I inherently feel bad sending back a beer at a new, presumably still struggling, brewery.
In fact, notes of green apple in beer are a distinct and usually obvious flaw. The culprit is acetyldehyde, a chemical normally produced during the brewing process and which usually converts out in the latter stages of fermentation. However, if you have poor/unhealthy yeast, serve the beer too “young” (not letting the fermentation process fully complete, usually in high alcohol beers), or have certain types of bacterial infection, that off flavor will make it into the finished product. Lord knows I’ve detected it in my home brew on more than one occasion. But this was beyond anything I’d tasted before. It wasn’t just flawed. It was downright undrinkable.

Now I’m getting to my dumb mistake: I didn’t say anything to my server. Part of my reasoning was my server, who appeared to be the only one working at that time of night, looked like she was about fourteen years old and probably didn’t have a strong knowledge of the beers they served. (I could’ve been wrong. Maybe she knew her stuff. Another ramification of my mistake.) Also, I inherently feel bad sending back a beer at a new, presumably still struggling, brewery. I want them to succeed, which is tough if they’re comping patrons beers to make up for a bad batch.

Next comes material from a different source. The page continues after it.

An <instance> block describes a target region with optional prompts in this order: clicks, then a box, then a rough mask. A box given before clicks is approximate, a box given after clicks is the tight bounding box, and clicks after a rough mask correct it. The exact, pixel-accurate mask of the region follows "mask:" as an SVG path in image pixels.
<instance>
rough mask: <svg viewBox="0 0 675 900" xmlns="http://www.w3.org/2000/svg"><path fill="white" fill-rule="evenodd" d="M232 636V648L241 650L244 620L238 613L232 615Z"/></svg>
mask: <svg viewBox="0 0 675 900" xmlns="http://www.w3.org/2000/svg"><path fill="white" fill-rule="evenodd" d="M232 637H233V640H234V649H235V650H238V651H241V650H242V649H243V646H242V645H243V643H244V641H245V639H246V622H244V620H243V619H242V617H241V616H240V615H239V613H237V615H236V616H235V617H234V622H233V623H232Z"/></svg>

I’ve been told by more than a few bartenders that I don’t know what the Hell I’m talking about …
But, it was a major mistake on my part nonetheless. Not because I got stuck paying good money for a bad beer. I’ve said before that suffering through a skunked beer once in a great while is a sacrifice I’m willing to make in order to enjoy a variety of craft beer. No, I should have spoken up because of the folks that might be coming into the brewpub the next couple of nights. As craft beer becomes more popular, consumers without a beer dork background are sampling these new beers in larger numbers, and most of them aren’t going to know what an ESB is supposed to taste like. So if they came across an extremely flawed beer like I did, they’re going to come away thinking either craft beer tastes awful or that an ESB is supposed to taste like crab apples.

So from now on I’m going to politely and quietly point out an egregious flaw in a beer when I encounter it, whether I’m at a fledgling brewpub or an established, well known brewery. It may very well not have any effect—I’ve been told by more than a few bartenders that I don’t know what the Hell I’m talking about—but it’s our responsibility as beer dorks to cajole and encourage craft brewers to make quality, flavorful, and creative beer—the stuff we want to drink. And as fans of small, independent breweries, we have that power.